Dann wäre nur noch das Problem, damit umgehen zu können... Ich will ja niemanden verletzen und schon gar nicht mich selbst...


----------



## OssiHWI (31. Oktober 2010)

*AW: Schonzeit-Flüchtlings-Ausflug*

@ Tewi

ich hab da ja ne Fusselrute + Rolle im Auge aber mir fehlen diesen Monat die paar Euro um den Spaß zu finanzieren... 

http://cgi.ebay.de/ws/eBayISAPI.dll?ViewItem&item=160388272145&ssPageName=STRK:MEWAX:IT

Was sagst du dazu?


----------



## Tewi (31. Oktober 2010)

*AW: Schonzeit-Flüchtlings-Ausflug*

Hi Ossi,

ich kenne das Set und habe es auch schon geworfen!

An diesem Set ist eigentlich nichts verkehrt für den Anfänger. Ich denke aber das Du (wenn Du erstmal infiziert bist!!!!:q), Dir ein etwas höherwertiges Gerät zulegen wirst!

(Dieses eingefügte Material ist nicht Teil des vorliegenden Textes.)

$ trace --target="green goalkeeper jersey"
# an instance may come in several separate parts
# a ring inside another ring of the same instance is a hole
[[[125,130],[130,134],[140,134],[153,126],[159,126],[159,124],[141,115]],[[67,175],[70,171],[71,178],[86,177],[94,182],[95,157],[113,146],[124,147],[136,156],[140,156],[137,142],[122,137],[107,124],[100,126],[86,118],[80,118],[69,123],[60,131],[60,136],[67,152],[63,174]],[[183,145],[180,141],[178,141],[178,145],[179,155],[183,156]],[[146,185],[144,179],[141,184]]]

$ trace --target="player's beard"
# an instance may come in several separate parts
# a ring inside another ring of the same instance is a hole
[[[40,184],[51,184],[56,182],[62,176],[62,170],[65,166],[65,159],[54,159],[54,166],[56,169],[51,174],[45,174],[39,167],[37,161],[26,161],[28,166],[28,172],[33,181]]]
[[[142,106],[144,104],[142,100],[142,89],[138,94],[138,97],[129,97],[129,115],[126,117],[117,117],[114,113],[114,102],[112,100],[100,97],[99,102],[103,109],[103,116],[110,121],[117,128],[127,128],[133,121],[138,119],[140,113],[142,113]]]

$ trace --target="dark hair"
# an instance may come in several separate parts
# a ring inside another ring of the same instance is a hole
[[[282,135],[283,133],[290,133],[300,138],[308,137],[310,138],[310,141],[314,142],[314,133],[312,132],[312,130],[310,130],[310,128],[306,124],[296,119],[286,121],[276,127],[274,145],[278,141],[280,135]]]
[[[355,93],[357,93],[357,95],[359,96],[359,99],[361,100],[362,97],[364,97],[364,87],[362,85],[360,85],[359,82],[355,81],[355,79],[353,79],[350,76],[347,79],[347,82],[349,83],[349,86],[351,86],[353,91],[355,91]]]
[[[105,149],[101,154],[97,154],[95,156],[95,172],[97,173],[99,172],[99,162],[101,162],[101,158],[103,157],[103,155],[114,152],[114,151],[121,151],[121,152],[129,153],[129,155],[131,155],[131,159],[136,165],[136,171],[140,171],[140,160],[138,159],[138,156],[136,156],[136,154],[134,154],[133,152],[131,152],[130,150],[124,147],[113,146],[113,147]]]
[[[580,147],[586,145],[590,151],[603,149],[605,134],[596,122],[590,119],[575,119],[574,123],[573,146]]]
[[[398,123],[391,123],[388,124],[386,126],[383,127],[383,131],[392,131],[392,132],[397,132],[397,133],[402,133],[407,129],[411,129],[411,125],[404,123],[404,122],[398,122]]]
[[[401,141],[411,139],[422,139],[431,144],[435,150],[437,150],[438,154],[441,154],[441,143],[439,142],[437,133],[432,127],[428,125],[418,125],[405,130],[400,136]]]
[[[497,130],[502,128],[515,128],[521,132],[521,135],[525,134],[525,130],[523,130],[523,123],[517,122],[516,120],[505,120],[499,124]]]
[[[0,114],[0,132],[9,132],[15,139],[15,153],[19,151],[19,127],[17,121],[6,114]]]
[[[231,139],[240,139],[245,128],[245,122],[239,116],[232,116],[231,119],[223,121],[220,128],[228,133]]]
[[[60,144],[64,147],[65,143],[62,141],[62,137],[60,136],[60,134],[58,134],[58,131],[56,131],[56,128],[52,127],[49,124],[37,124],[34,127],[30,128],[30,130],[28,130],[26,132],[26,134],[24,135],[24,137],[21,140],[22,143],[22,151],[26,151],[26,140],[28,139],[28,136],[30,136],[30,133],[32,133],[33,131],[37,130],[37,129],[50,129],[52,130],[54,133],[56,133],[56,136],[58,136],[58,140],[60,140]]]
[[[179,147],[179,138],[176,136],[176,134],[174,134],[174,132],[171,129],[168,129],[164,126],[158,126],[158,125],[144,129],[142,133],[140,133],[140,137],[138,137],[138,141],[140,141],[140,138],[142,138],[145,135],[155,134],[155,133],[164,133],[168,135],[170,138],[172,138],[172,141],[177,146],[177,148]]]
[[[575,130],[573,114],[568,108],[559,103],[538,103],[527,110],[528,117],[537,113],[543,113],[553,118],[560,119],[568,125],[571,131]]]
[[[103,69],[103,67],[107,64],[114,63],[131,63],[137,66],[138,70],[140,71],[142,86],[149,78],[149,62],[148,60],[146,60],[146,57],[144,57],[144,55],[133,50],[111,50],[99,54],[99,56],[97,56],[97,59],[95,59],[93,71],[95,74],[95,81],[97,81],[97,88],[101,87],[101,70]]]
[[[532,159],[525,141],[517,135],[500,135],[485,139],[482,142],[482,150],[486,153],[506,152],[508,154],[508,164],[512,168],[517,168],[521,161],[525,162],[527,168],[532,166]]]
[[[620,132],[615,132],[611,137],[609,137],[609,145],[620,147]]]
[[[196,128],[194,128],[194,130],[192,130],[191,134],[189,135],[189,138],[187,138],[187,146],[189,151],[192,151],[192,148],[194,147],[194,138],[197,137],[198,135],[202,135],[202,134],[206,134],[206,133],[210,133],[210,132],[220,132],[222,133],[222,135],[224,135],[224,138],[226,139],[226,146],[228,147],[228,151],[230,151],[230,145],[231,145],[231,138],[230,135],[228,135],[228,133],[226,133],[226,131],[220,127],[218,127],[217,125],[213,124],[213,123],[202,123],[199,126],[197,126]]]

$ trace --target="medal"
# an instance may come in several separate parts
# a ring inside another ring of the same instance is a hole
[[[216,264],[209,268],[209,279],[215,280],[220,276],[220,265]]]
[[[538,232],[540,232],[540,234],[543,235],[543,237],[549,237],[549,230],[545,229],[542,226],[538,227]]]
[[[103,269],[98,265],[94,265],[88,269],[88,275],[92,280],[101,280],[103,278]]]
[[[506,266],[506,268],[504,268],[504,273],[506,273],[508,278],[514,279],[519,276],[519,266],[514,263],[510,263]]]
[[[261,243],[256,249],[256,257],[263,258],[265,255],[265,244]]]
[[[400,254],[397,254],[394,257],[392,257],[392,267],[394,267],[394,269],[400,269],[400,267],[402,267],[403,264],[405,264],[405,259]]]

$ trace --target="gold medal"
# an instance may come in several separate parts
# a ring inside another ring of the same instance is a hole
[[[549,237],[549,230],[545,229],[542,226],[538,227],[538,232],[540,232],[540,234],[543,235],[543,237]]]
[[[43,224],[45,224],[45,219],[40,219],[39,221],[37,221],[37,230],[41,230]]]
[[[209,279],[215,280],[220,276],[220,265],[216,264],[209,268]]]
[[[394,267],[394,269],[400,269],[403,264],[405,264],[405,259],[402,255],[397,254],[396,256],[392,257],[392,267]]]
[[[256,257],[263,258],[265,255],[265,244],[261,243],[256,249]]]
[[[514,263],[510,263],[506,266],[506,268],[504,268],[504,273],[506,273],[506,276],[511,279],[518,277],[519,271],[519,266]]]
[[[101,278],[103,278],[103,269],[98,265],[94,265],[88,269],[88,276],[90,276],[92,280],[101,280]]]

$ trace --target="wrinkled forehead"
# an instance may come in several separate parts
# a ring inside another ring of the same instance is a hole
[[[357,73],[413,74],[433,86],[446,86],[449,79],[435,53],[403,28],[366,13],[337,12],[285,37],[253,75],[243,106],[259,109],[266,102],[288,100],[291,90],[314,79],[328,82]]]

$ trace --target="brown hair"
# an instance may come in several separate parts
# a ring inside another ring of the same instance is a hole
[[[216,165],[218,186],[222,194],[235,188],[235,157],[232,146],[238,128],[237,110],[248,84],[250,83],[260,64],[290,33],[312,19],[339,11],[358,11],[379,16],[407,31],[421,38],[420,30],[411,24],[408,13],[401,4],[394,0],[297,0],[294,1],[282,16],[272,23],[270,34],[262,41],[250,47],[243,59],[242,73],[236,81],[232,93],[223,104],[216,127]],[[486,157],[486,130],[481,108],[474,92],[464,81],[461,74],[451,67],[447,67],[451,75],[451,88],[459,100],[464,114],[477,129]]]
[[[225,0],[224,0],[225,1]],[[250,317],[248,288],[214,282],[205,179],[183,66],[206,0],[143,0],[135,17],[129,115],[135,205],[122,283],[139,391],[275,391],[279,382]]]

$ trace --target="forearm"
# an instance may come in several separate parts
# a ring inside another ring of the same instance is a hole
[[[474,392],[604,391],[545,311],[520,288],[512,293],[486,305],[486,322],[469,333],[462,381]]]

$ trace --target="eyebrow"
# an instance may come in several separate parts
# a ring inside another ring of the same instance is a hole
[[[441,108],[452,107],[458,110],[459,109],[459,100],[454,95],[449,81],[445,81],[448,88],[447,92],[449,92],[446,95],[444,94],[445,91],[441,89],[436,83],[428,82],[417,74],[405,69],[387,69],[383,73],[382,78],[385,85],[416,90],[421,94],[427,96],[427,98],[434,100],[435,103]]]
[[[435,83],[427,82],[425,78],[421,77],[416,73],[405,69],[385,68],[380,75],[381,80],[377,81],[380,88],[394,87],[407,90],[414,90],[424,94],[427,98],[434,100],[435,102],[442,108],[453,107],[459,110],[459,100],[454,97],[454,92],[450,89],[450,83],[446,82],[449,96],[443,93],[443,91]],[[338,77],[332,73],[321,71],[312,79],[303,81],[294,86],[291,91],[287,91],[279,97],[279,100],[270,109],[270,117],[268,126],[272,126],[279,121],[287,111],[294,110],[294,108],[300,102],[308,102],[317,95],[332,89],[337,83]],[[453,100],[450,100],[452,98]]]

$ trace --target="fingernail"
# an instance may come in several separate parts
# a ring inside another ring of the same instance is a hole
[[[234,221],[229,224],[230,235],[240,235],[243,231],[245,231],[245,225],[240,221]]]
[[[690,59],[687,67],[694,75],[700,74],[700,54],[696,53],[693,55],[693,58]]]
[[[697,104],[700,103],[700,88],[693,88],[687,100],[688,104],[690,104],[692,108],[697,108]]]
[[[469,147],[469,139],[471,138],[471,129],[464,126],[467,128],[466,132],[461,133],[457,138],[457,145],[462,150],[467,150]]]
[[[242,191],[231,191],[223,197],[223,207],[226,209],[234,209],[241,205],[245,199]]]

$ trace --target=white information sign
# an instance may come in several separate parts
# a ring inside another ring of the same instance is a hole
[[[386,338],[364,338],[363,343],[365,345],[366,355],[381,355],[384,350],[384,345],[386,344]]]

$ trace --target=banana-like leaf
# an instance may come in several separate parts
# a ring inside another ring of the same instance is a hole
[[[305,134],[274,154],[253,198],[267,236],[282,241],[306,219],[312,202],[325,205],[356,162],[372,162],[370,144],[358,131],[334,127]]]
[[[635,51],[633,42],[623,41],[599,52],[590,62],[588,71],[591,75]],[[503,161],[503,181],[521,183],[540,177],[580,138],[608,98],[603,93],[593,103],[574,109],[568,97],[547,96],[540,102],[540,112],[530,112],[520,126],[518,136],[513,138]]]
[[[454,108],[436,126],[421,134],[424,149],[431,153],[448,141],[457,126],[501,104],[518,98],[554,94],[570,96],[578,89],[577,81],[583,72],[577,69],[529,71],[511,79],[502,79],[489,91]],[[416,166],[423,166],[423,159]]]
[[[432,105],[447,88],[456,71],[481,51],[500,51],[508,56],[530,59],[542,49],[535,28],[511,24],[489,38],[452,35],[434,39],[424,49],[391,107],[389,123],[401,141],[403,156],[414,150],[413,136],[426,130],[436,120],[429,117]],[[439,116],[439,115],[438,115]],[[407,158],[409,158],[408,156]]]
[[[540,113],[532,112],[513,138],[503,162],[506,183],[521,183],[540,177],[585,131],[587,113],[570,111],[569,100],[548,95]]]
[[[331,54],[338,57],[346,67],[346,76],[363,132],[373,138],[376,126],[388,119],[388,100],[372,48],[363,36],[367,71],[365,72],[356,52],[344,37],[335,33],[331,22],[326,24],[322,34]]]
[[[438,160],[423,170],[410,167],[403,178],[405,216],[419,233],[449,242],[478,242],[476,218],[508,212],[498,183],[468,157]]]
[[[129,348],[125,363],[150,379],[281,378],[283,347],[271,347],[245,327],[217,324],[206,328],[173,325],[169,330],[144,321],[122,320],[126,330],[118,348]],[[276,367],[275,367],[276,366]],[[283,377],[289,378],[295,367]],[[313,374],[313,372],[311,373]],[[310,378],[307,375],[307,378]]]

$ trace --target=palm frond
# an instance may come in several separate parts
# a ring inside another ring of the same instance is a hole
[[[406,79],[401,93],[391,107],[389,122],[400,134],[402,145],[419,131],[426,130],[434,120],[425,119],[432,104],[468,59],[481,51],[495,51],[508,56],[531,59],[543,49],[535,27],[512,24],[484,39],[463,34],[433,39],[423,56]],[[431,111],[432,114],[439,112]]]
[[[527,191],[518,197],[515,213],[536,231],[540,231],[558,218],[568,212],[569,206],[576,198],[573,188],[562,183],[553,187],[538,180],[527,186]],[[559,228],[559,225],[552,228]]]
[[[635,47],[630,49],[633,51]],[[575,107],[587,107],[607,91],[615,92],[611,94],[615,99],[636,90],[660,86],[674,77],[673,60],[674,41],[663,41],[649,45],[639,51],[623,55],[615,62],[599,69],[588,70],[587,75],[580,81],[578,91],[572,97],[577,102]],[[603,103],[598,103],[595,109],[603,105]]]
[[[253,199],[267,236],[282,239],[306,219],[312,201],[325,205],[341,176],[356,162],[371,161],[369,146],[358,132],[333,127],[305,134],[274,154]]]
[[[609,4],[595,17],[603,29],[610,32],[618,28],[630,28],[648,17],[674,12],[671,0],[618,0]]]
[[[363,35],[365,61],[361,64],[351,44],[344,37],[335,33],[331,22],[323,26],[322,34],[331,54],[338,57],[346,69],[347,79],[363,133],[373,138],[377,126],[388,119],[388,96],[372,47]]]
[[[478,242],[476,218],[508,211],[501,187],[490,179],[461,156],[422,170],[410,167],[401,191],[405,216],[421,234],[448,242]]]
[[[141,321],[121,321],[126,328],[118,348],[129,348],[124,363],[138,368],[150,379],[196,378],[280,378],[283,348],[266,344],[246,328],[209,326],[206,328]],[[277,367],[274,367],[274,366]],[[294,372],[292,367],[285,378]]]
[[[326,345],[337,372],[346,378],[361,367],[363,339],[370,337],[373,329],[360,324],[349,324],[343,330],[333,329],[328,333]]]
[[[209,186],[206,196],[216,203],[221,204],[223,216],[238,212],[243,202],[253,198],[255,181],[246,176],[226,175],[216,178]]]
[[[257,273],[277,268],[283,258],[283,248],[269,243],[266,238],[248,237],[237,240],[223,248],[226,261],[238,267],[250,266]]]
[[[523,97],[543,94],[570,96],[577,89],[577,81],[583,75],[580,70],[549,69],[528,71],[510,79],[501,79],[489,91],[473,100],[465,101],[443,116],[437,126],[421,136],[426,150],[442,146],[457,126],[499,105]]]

Ich habe zB. mit Roos Worldwide angefangen und bin jetzt bei der Z-Axis 796-4 #7 stehengeblieben!

http://www.morefly.com/shop/product_info.php/cPath/845_937_931/products_id/440#6#6#6


----------



## OssiHWI (31. Oktober 2010)

*AW: Schonzeit-Flüchtlings-Ausflug*

ich glaub wenn ich meiner besseren Hälfte sage, dass ich ne Rute für 700€ kaufen will, dann nimmt sie mich mit auf Arbeit und zieht mir ne weisse Jacke an, bei der man die Ärmel auf`m Rücken zusammen binden kann|uhoh:....Aber is bestimmt nen cooles Teil.....#6


----------



## ADDI 69 (31. Oktober 2010)

*AW: Schonzeit-Flüchtlings-Ausflug*

Meiner Meinung nach muß man ja nich gleich mit ner 700 Euro Rute anfangen ,die hälfte tuts auch erst mal.....wenns nich deine Wellenlänge is ärgerst du dich nur über die vielen Euros die du unnütz ausgegeben hast . Denn den orginalpreis wirst du dann nicht mehr dafür bekommen.Und fur den Anfang is die GRXI schon mal nicht schlecht#6


----------



## ADDI 69 (31. Oktober 2010)

*AW: Schonzeit-Flüchtlings-Ausflug*



OssiHWI schrieb:


> Dann wäre nur noch das Problem, damit umgehen zu können... Ich will ja niemanden verletzen und schon gar nicht mich selbst...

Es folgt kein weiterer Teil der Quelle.